A couple’s dog was killed and skinned just 5km away from where the four University of Idaho students were brutally slaughtered in their home, leading locals to fear a connection between the two attacks.
Buddy, a 12-year-old mini Australian shepherd belonging to Pam and Jim Colbert, was left with fur only on his legs and face when he was killed after they let him out of their Moscow home on October 21, the Daily Mail reported.
“It was like a deer that someone had hunted,” Pam, 78, told the news outlet. “They cut him around the neck and just skinned him. His little legs had fur and his little face had fur, but the rest of him was just skinned,” she said.
“The other side of him was as though they had filleted him like they were about to eat him. It was terrible, unbelievable,” Pam told the Daily Mail. “They cut him like you fillet a fish. We found his collar, but we didn’t find the pelt.”
A Latah County sheriff’s deputy who photographed the pooch’s remains has confirmed that the killer was human, according to the report.
The sickening crime was committed 23 days before Madison Mogen, 21, Kaylee Goncalves, 21, Ethan Chapin, 20, and Xana Kernodle, 20, were stabbed to death in their off-campus home about three miles away.
On Sunday, police said they still believe the attack was targeted, but continue to be unsure where the killer or killers could be. The murder weapon has not been found.
Authorities haven’t linked Buddy’s death to the shocking murders, but locals fear there may be a connection between the two incidents, the Daily Mail reported.
“Everybody is very nervous and scared. This is something awful and evil,” Pam told the paper. “We let Buddy out and somebody must have been waiting out there. Bud never leaves the yard but this person grabbed Buddy.”
Shortly before the dog’s death, Jim, 73, also found the remains of a rabbit with its scalp and ears sliced off near the couple’s home.
“It had the head sliced right open and you could see the brain,” he told the news outlet.
The Colberts’ next-door neighbour Clinton Hughes posted a message on Facebook when Buddy was found dead.
“MOSCOW PUBLIC ALERT: This sounds like clickbait but it’s not. Last night after 2am, our neighbours’ sweet little dog was skinned like a deer,” he wrote on Oct. 22.
“No animal did this. Our dog is bigger, and was so anxious about the same time that he tore his bed up into a thousand pieces.
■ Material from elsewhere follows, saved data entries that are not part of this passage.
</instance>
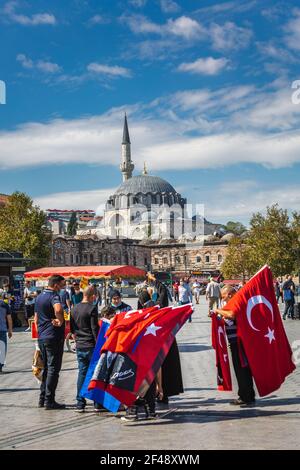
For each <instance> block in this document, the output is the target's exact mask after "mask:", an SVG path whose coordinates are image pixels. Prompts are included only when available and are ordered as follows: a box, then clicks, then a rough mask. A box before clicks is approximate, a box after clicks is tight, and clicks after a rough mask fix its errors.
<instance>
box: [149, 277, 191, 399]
mask: <svg viewBox="0 0 300 470" xmlns="http://www.w3.org/2000/svg"><path fill="white" fill-rule="evenodd" d="M155 285H156V288H157V301H156V303H157V304H159V305H160V307H161V308H163V307H167V306H168V305H169V297H168V290H167V287H166V286H165V285H164V284H163V283H162V282H160V281H157V280H156V281H155ZM162 388H163V394H164V398H163V399H162V400H161V402H162V403H168V401H169V400H168V397H172V396H174V395H179V394H180V393H183V391H184V390H183V382H182V373H181V364H180V356H179V350H178V346H177V341H176V338H174V341H173V343H172V346H171V348H170V350H169V352H168V354H167V356H166V358H165V360H164V362H163V364H162Z"/></svg>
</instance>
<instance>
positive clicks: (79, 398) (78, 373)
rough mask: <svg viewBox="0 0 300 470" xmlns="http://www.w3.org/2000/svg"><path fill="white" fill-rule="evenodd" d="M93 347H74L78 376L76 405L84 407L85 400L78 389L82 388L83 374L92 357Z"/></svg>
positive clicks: (85, 401) (84, 371) (89, 363)
mask: <svg viewBox="0 0 300 470" xmlns="http://www.w3.org/2000/svg"><path fill="white" fill-rule="evenodd" d="M93 351H94V348H84V349H78V348H76V354H77V361H78V378H77V396H76V400H77V406H79V407H85V405H86V400H85V398H83V397H82V396H81V395H80V390H81V388H82V385H83V382H84V381H85V376H86V374H87V371H88V368H89V365H90V361H91V359H92V355H93Z"/></svg>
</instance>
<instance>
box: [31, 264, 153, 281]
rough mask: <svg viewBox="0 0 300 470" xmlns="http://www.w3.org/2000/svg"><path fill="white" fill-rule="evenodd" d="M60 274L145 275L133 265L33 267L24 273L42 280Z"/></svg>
mask: <svg viewBox="0 0 300 470" xmlns="http://www.w3.org/2000/svg"><path fill="white" fill-rule="evenodd" d="M55 274H60V275H61V276H63V277H65V278H66V279H70V278H73V279H79V278H81V277H87V278H89V279H98V278H99V279H100V278H110V277H122V278H131V277H138V278H143V277H145V275H146V271H144V270H143V269H139V268H136V267H135V266H126V265H125V266H73V267H70V266H63V267H56V268H41V269H35V270H34V271H28V272H26V273H25V278H26V279H32V280H43V279H49V277H51V276H53V275H55Z"/></svg>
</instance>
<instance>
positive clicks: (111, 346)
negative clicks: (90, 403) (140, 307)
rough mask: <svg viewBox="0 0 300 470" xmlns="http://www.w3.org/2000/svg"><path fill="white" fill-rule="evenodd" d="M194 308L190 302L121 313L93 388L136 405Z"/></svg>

Also, our cat has been missing for the last couple of days,” Hughes wrote.
“Not sure if it’s tied to Halloween, and I don’t really care, I’ll be chambering all my firearms, and I would suggest everyone else in North Moscow do the same,” he added.
Moscow Police Chief James Fry said investigators have sifted through hundreds of tips and interviewed dozens of people to solve the students’ murders.
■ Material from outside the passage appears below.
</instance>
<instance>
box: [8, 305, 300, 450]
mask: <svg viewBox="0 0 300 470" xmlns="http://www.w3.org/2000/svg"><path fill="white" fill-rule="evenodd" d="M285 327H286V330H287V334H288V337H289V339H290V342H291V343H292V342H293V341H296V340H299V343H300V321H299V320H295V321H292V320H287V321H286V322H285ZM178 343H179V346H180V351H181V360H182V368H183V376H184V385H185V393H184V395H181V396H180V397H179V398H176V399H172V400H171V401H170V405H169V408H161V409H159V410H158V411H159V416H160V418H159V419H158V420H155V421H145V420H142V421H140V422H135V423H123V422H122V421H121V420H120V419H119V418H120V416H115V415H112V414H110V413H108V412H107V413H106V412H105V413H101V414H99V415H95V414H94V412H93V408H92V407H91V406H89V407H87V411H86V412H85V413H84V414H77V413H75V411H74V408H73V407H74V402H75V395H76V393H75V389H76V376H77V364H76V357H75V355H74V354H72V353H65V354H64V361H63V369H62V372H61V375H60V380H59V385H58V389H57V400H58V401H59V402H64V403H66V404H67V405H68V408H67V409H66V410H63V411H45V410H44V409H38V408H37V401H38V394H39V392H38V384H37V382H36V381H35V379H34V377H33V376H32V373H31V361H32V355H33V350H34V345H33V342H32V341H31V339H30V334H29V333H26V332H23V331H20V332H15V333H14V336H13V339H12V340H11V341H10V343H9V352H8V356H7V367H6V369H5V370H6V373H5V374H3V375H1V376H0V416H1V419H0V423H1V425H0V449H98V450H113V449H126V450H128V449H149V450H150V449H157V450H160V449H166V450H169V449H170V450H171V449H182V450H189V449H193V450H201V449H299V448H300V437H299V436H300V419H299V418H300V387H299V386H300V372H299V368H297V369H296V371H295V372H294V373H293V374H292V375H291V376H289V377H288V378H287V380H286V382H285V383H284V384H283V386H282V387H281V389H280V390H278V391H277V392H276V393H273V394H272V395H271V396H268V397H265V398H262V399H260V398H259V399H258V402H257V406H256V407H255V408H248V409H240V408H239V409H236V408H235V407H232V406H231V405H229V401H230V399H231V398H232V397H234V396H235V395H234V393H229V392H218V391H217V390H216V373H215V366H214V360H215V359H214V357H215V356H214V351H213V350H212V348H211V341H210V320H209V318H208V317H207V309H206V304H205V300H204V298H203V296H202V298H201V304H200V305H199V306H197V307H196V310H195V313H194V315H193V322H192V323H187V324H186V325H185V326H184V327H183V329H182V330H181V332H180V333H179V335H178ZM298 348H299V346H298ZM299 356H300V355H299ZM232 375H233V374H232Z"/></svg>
Many students have left for home ahead of thanksgiving break and don’t want to return, University of Idaho President Scott Green said at a press conference Sunday.
Police initially said there was no threat to the community after the crime was discovered but later backtracked and urged people to be vigilant.
The Post has reached out to Moscow police for comment about the animal killings.
The investigation into the brutal stabbing deaths of four University of Idaho students is slow and painstaking because the killer was “sloppy” and left a “mess” of evidence behind, according to the parents of a victim.
Steve and Kristi Goncalves, whose daughter Kaylee was one of the four students killed at an off-campus house on November 13, said they’ve been told by police that examining the chaotic crime scene will take time.
“They’re telling us that there’s so much evidence that it’s going to take a lot of time to process it all,” Steve Goncalves told Fox News on Sunday.
“This wasn’t like a pinpoint crime. This person was sloppy.”
The grieving parents said police have not been able to confirm whether they have DNA from the suspect, but that officials have set up a mobile unit at the scene of the horrific crime in order to try to “expedite things.”
The killer “made a mess there, and they’re going to have to go through that point by point,” her father added.
During a Sunday press conference, officials with the Moscow Police Department pleaded for patience as they enter their second week investigating the quadruple homicide.
Police still believe the attack was targeted but could not divulge further information.
“It was a complex and terrible crime and it will take some time to resolve,” Moscow Police Chief James Fry said.